This is part 3 of the “what do I charge” post.
Knowledge is power! I’ve found it very empowering to have a good idea of what other people and agencies in my area charge, and to know what other people charge across the country. There are salary surveys and freelance surveys available online, which are a good place to start.
Keep in mind that some surveys show salaries for people who work for a company, while some focus on self-employed people (that’s you, freelancers).
These are free:
AIGA|Aquent Survey of Design Salaries 2011: AIGA|Aquent Survey of Design Salaries 2011
Robert Half is a staffing agency. This link offers salary guides in several industries for lots of different countries. Robert Half Salary Guides
This costs money:
The September/October 2011 issue of Creative Business contains their 2011 Hourly Billing Rate Survey.
Keep an eye on these sites when you’ve been running your business for a while: if you participate in their surveys, you often get a copy for free.
It’s also interesting to know what larger companies are paying for designers through creative temp agencies such as Aquent or The Creative Group. If you are working through one of these agencies, the agency is likely billing the client 35% – 100% more than your hourly rate. That gives you an idea of what the market will pay for design help.
Design agencies also probably charge more than most individual freelancers: they generally have higher overhead costs (office space, payroll for designers, project managers, etc.).

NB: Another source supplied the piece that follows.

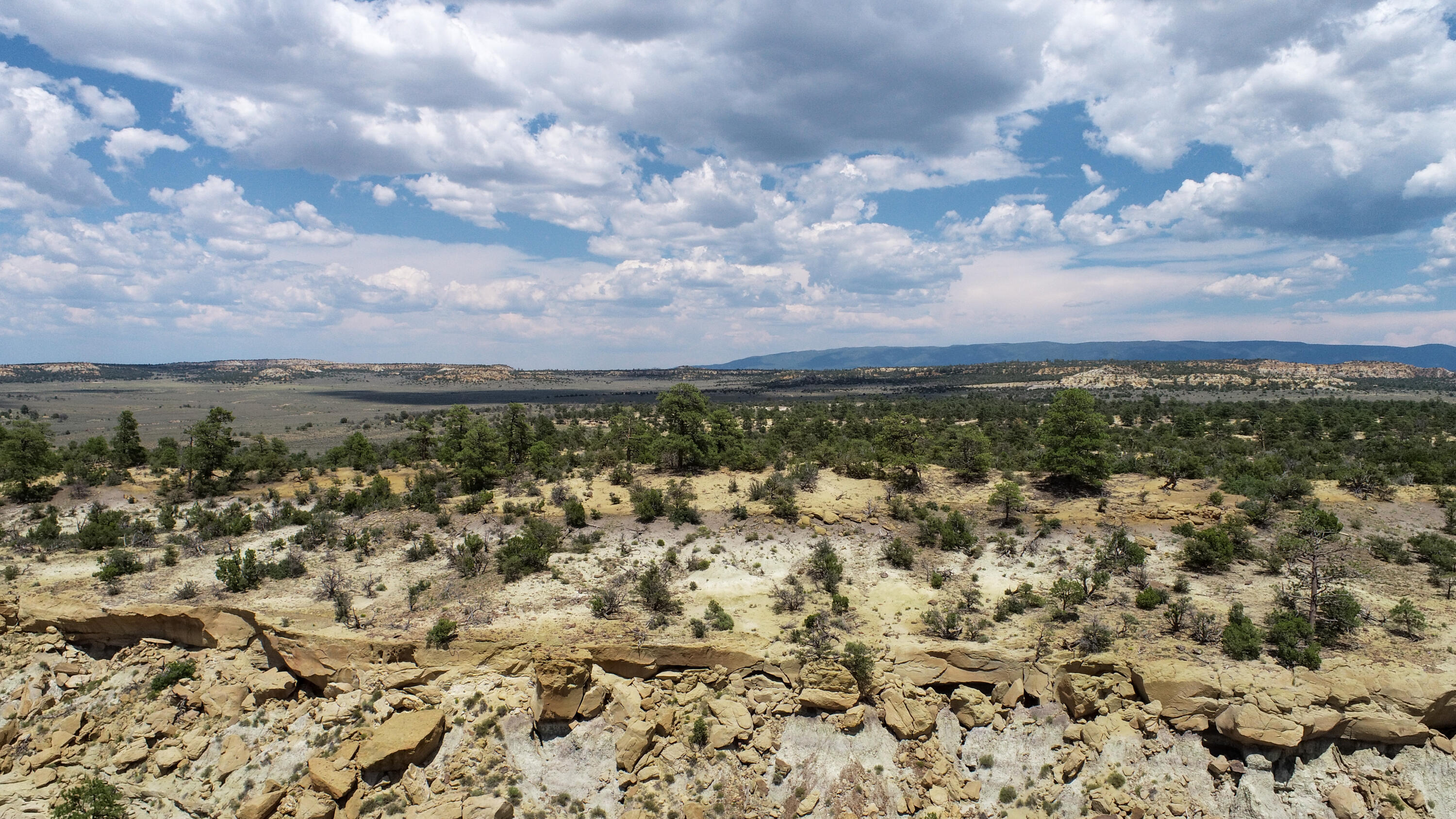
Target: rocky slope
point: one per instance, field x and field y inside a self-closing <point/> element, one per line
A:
<point x="271" y="723"/>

I’ve found out rates in my area in the simplest (or most complex, depending on your point of view) way: I talk to friends who are also freelancers. I like to meet other designers, so I belong to several networking groups for creative freelancers. Once I become friends with someone (or maybe it sounds more professional to say “build a relationship”), the conversation eventually always seems to get around to pricing. Everybody is thinking about it.
Keep in mind that knowing what other people and agencies charge doesn’t mean that you should charge the same amount. You’ll probably find out that rates vary wildly. I know web designers who charge $35/hour (probably too low, in my opinion) and I know web designers who charge $95/hour. Agency rates are always higher.
For me, knowing what other people charge helps me to get over my fear of asking for money: the more I hear that other people with similar skills are charging high amounts (and getting paid), the more confident I feel in raising my own rates.
Do you know what other people in your area are charging? How did you find out?